Collaboration’s Hidden Tax on Women’s Careers

by WICT Mentoring Blog

by Jill Flynn, Kathryn Heath, and Mary Davis Holt

A few years ago we hosted a seminar for 150 businesswomen. The topic for the morning was “Power: Do Women Really Want It?” Just imagine the noise level when that many smart and engaged female managers debated the pros and cons of wielding power. As the session came to a close we asked for a tally of how the breakout groups had answered the question. Their response was unanimous yet equivocal. Do women really want power? “Yes and no.”

Many of these women already held senior leadership positions in large companies. The others were in the room because they had been identified by their organizations as high potentials. Still, they could not fully come to terms with their ambition. One of the big reasons these women cited for their wishy-washy perspective? They strongly preferred to collaborate and cooperate rather than brazenly call the shots.

In our coaching sessions, we’ve worked with countless women who are exceptionally collaborative leaders. They have a talent for establishing buy-in. Still, the art of consensus can sometimes slow women down and diminish their leadership credibility. Over the past decade, we’ve interviewed over 1,700 people to find out how women can be more successful at the highest levels in leadership. One thing we’ve heard again and again is that collaboration can be a double-edged sword in terms of being perceived as powerful.

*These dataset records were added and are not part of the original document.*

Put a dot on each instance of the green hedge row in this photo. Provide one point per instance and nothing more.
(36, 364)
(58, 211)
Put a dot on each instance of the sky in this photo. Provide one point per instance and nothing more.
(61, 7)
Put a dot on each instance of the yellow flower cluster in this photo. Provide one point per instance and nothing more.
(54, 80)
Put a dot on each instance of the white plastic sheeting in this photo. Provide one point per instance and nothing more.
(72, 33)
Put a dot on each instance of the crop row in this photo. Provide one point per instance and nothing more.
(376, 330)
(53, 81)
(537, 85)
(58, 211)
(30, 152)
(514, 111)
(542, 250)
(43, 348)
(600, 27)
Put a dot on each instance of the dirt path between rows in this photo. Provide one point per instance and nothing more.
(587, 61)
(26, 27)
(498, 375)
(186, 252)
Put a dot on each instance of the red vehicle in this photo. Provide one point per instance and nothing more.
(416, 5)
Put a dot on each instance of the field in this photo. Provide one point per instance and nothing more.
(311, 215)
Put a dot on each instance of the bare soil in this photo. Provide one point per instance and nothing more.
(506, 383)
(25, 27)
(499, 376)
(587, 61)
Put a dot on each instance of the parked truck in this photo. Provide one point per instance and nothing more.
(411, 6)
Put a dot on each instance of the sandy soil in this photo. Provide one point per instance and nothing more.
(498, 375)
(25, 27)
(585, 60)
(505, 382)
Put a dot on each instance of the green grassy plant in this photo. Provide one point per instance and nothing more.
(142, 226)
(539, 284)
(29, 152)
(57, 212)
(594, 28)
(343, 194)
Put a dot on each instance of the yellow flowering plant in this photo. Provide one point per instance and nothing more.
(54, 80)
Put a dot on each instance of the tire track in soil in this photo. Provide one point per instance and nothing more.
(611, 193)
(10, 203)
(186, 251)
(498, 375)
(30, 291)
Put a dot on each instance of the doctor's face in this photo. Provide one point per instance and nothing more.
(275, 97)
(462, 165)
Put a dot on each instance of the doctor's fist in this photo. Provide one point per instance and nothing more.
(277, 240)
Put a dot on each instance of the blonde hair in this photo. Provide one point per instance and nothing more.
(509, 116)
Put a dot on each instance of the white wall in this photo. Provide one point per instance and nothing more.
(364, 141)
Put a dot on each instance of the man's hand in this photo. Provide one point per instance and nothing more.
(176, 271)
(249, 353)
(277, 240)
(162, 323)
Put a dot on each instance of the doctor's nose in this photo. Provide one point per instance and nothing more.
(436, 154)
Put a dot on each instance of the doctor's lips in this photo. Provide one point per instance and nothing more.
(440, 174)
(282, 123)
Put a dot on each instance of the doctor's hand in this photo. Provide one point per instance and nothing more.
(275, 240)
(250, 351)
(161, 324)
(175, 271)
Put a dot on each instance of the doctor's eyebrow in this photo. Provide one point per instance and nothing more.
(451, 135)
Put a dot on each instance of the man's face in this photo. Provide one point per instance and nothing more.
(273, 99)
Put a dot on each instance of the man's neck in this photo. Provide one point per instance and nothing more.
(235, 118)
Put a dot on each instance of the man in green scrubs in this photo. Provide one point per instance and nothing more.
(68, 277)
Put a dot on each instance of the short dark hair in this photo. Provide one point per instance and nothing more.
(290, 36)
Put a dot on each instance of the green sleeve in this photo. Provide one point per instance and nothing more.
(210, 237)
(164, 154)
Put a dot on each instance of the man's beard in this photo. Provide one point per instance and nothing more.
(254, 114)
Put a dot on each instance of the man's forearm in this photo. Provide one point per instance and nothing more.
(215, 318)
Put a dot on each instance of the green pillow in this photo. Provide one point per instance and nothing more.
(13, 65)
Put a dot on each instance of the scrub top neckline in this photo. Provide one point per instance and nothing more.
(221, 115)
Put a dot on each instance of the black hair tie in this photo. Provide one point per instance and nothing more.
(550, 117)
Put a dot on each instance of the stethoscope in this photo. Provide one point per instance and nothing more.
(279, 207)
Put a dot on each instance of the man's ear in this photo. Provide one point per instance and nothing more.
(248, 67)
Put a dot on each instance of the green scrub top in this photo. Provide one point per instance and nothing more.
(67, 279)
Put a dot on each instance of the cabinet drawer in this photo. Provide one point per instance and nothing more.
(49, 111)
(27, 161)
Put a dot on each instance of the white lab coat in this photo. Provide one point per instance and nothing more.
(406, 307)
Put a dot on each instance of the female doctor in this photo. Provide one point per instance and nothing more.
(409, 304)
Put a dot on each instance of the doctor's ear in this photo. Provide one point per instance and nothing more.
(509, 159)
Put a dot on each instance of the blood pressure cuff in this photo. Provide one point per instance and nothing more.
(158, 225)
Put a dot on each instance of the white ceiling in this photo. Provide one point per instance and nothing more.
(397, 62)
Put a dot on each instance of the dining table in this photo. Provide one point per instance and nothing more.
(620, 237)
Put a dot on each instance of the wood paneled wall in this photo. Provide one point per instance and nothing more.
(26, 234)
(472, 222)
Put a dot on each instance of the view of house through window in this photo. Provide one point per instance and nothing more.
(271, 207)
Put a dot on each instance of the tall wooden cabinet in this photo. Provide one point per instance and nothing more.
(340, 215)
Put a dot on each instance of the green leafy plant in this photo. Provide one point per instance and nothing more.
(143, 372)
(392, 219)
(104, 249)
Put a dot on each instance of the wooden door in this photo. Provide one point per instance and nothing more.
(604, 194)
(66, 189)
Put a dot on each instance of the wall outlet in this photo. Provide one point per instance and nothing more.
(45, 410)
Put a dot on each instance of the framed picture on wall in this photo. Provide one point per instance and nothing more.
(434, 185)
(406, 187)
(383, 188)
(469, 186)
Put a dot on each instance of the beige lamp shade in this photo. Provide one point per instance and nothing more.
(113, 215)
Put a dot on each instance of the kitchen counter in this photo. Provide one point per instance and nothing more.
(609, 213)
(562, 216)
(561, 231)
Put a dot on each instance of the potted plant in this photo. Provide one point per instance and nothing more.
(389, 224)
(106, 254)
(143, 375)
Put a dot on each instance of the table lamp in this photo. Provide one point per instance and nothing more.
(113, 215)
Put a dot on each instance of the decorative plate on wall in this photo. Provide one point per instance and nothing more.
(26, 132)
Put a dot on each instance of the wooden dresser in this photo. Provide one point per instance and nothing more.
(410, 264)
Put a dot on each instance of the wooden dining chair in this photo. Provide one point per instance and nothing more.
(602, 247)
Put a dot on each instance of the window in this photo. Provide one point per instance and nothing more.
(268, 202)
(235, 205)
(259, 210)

It’s easy to make the case that collaborative leadership is the wave of the future: Technology makes decentralized decision-making and flat organizations more feasible than ever. The problem is that an overemphasis on consensus can be viewed as weak. We’ve seen collaboration go wrong for women on the following occasions:

Asking for permission. We teach children to ask for permission, but when that behavior occurs with regularity as an adult it is seen as overly deferential. Asking permission can be perceived as avoiding responsibility or an unwillingness to make the tough decisions. Even beyond the negative perception it creates, a need for approval means you can’t act as quickly as other colleagues who are confident enough to proceed without hesitation. Leaders need to be willing to take the risks and make difficult decisions independently.

Appearing indecisive.
There are plenty of instances when a decision requires careful consideration, conversation and analysis. However, there are also many other times when you need to give yourself the green light to proceed. Making the tough calls on your own and getting closure quickly means you need to be comfortable delivering bad news or taking the opposing position. It’s acceptable to be the dissenter or to play the devil’s advocate as long as you have the ammunition to make a good case. If you can do so in a firm, non-emotional way, people will respect you for your decisiveness and expediency.

Failing to assert a strong point of view. Countless times we’ve seen well-meaning managers dilute their authority by failing to emphasize their perspective or corral an important discussion. Collaboration gone bad can mean your executive oversight and guiding perspective gets drowned out in the din. Suddenly, decisions are being made by committee. If you are not setting a clear agenda, considerable time and resources may be wasted in meetings and initiatives that are circuitous. The best collaborative leaders are able to maintain their executive presence — they articulate a vision, provide inspiration, and then give their teams enough latitude to creatively and effectively work toward a defined end that suits the organization.

Being a collaborative leader is a tremendous asset in balance. Women who can retain this core ability, while at the same time acting decisively to make things happen, will have the skills and demeanor to thrive in the future.